By far the worst UI choice in Excel, which has stopped many potential power users from forming, is that "Format as Table" is named like a visual formatting option, is stuck on the ribbon next to visual formatting options, and prominently makes you pick colors and border formatting.

Whereas the reality is that making a table is the on-ramp to many of Excel's more powerful features.

I imagine that some developer or team had to hide such useful features under the name of "table formatting" because they could not get the ideas through in their organization. Don't know but I imagine.
This is good stuff. Excel was (and in many ways still is) extremely well designed UI-wise (thanks for that).

In fact a lot of windows is (up to 7), and MS can be very good at UIs when they try. It's remarkable what an extraordinary amount of work went into making the interface usable without a mouse - for example, selecting something in the taskbar without a mouse:

Press ctrl-esc, press escape, press tab, then press the right arrow to move along the taskbar, the press return when you're on the one you want. It is actually logical too!

Thanks for sharing this.

Totally agree with the nowadays lack of craftsmanship. I guess it goes with the "maximum profitability" focus we got to have.

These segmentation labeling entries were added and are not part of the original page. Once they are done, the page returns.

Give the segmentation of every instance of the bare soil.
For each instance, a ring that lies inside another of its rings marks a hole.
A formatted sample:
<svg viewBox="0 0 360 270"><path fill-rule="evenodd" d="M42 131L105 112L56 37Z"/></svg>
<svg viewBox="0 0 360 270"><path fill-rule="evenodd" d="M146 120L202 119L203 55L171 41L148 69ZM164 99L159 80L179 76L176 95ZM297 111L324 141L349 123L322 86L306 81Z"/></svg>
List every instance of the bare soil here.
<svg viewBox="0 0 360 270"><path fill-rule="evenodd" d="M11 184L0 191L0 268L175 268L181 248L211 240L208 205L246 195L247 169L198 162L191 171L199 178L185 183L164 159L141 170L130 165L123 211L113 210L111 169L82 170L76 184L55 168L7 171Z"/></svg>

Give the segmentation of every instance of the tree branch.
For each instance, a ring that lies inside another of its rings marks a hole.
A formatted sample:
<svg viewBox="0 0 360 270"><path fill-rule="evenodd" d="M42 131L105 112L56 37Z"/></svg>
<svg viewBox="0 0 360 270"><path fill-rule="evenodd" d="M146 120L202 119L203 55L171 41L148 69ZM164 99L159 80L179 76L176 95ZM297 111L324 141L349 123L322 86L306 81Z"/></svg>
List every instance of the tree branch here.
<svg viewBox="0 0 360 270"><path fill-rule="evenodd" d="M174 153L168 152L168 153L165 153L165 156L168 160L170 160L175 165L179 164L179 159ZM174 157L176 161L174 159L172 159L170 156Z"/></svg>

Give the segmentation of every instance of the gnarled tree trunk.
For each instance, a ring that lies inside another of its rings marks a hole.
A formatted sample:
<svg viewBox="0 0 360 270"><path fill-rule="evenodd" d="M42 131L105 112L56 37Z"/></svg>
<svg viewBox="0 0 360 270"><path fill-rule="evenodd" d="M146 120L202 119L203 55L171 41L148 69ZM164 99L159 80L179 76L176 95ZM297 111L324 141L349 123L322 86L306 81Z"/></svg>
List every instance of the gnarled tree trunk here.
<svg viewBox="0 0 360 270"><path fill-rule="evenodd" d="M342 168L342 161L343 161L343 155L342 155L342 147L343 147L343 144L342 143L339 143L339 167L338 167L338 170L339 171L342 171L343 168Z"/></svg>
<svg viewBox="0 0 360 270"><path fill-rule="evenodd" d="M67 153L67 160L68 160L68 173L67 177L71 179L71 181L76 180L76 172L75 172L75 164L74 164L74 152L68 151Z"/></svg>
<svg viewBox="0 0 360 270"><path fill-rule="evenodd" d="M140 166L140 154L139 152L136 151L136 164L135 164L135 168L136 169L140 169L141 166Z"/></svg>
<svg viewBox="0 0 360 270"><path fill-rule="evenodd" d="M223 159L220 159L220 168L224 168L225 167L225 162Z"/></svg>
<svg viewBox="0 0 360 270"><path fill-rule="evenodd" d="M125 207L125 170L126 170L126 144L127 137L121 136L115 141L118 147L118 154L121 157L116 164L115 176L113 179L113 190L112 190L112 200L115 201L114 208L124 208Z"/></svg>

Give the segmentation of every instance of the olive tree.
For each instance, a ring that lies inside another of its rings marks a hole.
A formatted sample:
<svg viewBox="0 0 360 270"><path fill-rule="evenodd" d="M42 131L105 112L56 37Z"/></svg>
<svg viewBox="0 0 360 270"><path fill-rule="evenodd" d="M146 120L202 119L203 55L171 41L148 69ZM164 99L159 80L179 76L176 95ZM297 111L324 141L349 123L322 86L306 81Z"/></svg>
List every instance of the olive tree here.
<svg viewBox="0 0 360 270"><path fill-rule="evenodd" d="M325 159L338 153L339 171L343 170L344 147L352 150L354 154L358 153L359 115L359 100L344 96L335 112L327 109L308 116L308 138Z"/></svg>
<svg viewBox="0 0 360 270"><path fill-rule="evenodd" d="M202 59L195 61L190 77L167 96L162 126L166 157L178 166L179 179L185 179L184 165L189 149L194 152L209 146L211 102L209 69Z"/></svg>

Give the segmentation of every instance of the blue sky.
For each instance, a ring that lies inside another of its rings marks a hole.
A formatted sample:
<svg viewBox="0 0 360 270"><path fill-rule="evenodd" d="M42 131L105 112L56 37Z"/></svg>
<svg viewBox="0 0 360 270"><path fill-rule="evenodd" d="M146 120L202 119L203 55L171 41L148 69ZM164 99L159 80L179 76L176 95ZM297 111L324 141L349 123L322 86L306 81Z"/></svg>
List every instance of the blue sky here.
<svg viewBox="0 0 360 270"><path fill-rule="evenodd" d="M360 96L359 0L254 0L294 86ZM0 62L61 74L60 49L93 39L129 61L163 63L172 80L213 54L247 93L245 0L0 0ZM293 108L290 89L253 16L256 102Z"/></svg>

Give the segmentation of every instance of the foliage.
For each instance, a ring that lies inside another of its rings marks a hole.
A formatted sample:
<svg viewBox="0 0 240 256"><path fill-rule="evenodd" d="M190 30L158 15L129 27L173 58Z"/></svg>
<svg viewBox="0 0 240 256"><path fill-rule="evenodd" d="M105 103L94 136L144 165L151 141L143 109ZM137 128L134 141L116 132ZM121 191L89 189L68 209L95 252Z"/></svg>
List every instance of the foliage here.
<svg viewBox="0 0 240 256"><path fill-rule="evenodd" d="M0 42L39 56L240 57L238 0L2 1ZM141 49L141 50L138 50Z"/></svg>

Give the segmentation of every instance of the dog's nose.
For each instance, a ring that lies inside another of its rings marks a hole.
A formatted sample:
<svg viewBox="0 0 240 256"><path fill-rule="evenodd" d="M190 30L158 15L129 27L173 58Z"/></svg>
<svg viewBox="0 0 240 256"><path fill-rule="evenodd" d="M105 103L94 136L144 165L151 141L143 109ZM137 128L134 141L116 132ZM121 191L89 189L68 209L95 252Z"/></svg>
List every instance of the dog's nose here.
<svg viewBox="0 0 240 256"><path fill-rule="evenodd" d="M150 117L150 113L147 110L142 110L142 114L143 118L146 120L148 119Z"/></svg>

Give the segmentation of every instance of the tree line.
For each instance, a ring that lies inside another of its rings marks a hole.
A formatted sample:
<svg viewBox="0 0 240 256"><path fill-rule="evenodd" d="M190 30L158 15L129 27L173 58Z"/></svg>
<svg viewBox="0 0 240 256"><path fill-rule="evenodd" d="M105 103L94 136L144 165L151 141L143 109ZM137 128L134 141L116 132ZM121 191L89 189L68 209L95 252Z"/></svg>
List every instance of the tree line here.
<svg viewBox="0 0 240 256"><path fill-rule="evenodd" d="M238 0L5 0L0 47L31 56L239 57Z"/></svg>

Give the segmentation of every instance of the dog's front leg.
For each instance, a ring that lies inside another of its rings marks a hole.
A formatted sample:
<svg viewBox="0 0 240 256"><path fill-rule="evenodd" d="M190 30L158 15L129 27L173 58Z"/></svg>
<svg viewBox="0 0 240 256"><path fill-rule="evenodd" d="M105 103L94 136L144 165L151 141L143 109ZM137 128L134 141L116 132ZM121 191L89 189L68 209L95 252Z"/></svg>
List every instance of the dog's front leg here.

But the UI is the product for the user. The amount of lost goodwill (and lost customers if there is an alternative) is real money ie. less-than-max profitability. It baffles me because UI design needn't be very expensive.
Paying attention to how users work and and what they need can also be extremely profitable. The entire idea for Microsoft Office came from our discovering how often they were struggling with differerences in basic UI between say Excel and Word (which were quite different back then). Also how often they wanted to say copy data from Excel to Word or embed an Excel table in a Word document.

Based on this we decided to make the products more compatible in UI and able to work together better. It was a huge challenge because the products were designed by different teams that intensely belived in they way they had chosen to do things. It required Bill Gates to push it to make it happen and even then it was difficult.

Office 97 was the result and Office grew into a product that made billions for Microsoft. This came from our obsession with user experience...

I think we all agree. I should have rather said maximum short term profitability : fancy features and half-baked UI redesigns, rather than carefully improving the efficiency of the existing ones.